Re: running multiple system commands in parallel
by Sewi (Friar) on Aug 29, 2009 at 08:39 UTC
    Hmm, why don't make it simple, at least if you're on Linux?
    # We have some jobs which take some time... @Cmds = ('curl "http://www.perlmonks.org/?node=Newest%20Nodes"', 'fsck -n /', './calculate_high_accurate_pi'); # Let's start them... my @PIDs; my $Tempfile = '/tmp/job_controller.'.$$; for (0..$#Cmds) { $PIDs[$_] = `$Cmds[$_] >$Tempfile.$_ 2>&1 & echo $!`; } # Ok, they all are running now while (kill 0,@PIDs) { sleep 1; } for (0..$#Cmds) { open my $TmpFH,$Tempfile.'.'.$_; print "----- $Cmds[$_] returned: -----\n". join('',<$TmpFH>); close $TmpFH; unlink $Tempfile.'.'.$_; } print "Everthing done!\n";
    I defined three jobs: One waits for the network, one for the disk and one for the CPU.
    We need two helpers: One array for storing the PIDs of the running jobs and one prefix for temprary files we're going to create.
    Each job is started with the help of bash: The & brings the main job into background and now $! contains the new PID of the job. (If your jobs finish their output with some kind of end_of_file marker (like </html>), you could check for this later, but beware of crashed jobs - you'll wait forever!) Each job writes his STDOUT and STDERR into a combined file which is called like our defined prefix and the job number.
    Now they're running, your script could do something useful here, but we're just going to wait for them. kill sends the signal 0 (which is some kind of noop, it doesn't actually reach the process) to all our processes and returns the count of processes which exist. It would loop as long as there is at least one of our childs running.
    As soon as we know that the job is finished, we could just read the output and do whatever we like to to.

    Improvements/Comments

  • Look at the time your jobs need to finish. If they take approx 5 seconds each, don't sleep for a second,
    select undef,undef,undef,.5;
    would do the job. If they run for hours, you may want to sleep 30 because half a minute on top doesn't care.
  • If you work with the output or start follow-up jobs as soon as the output from the first job is complete, kill 0,$PID them one-by-one and as soon as one has finished, start the post-processing. The results from the others won't be lost - you'ld find them as soon as you're done with the first processing.
  • You could even catch the outputs while they're running (don't forget to add $|=1 if your jobs are perl-scripts). Think of a webpage with 3 progress bars. Every one or two seconds, you read the last lines/bytes from the output file and update the process bars for each job.
  • As you may have noticed, I usually prefer the simple way instead of throwing a dozen modules against a simple problem.

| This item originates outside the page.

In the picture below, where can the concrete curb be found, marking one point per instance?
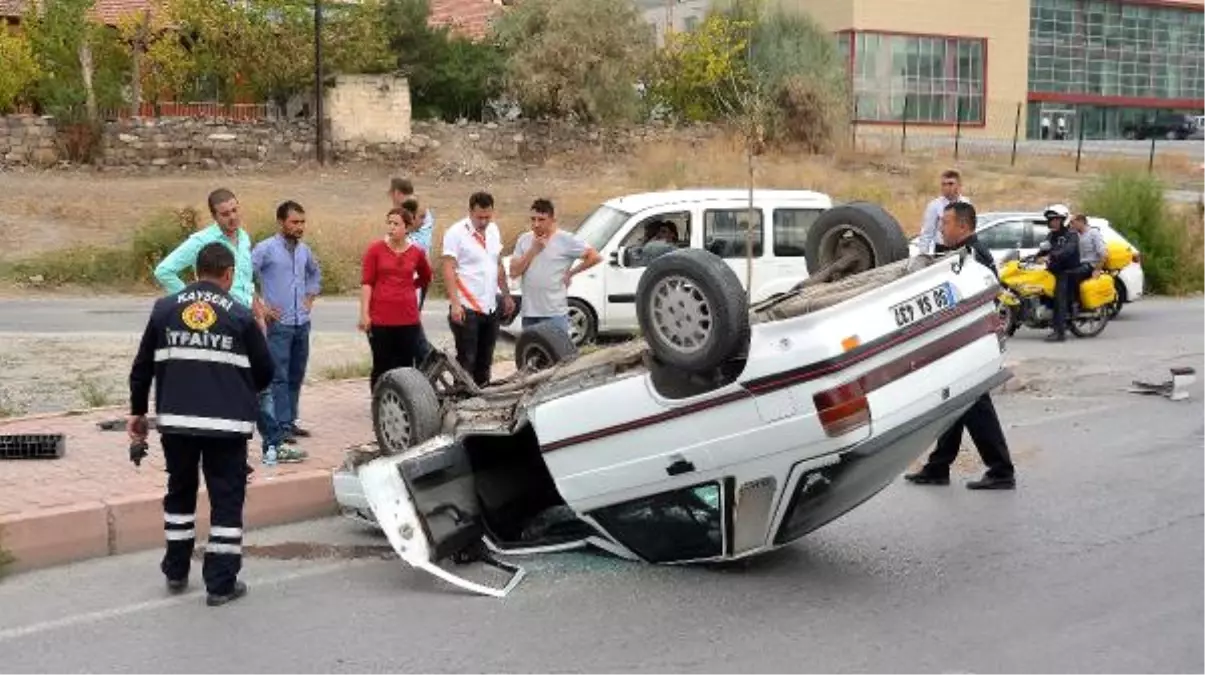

Re: running multiple system commands in parallel
by casiano (Pilgrim) on Aug 29, 2009 at 07:42 UTC
    If you have a multiprocessor system (several processors/cores sharing the same memory/address space) you can use the solution suggested in the other posts.
    If you have SSH access to other machines, then you can evenly distribute the execution of the backticks among the machines using the parallel backtick qx method provided by GRID::Cluster.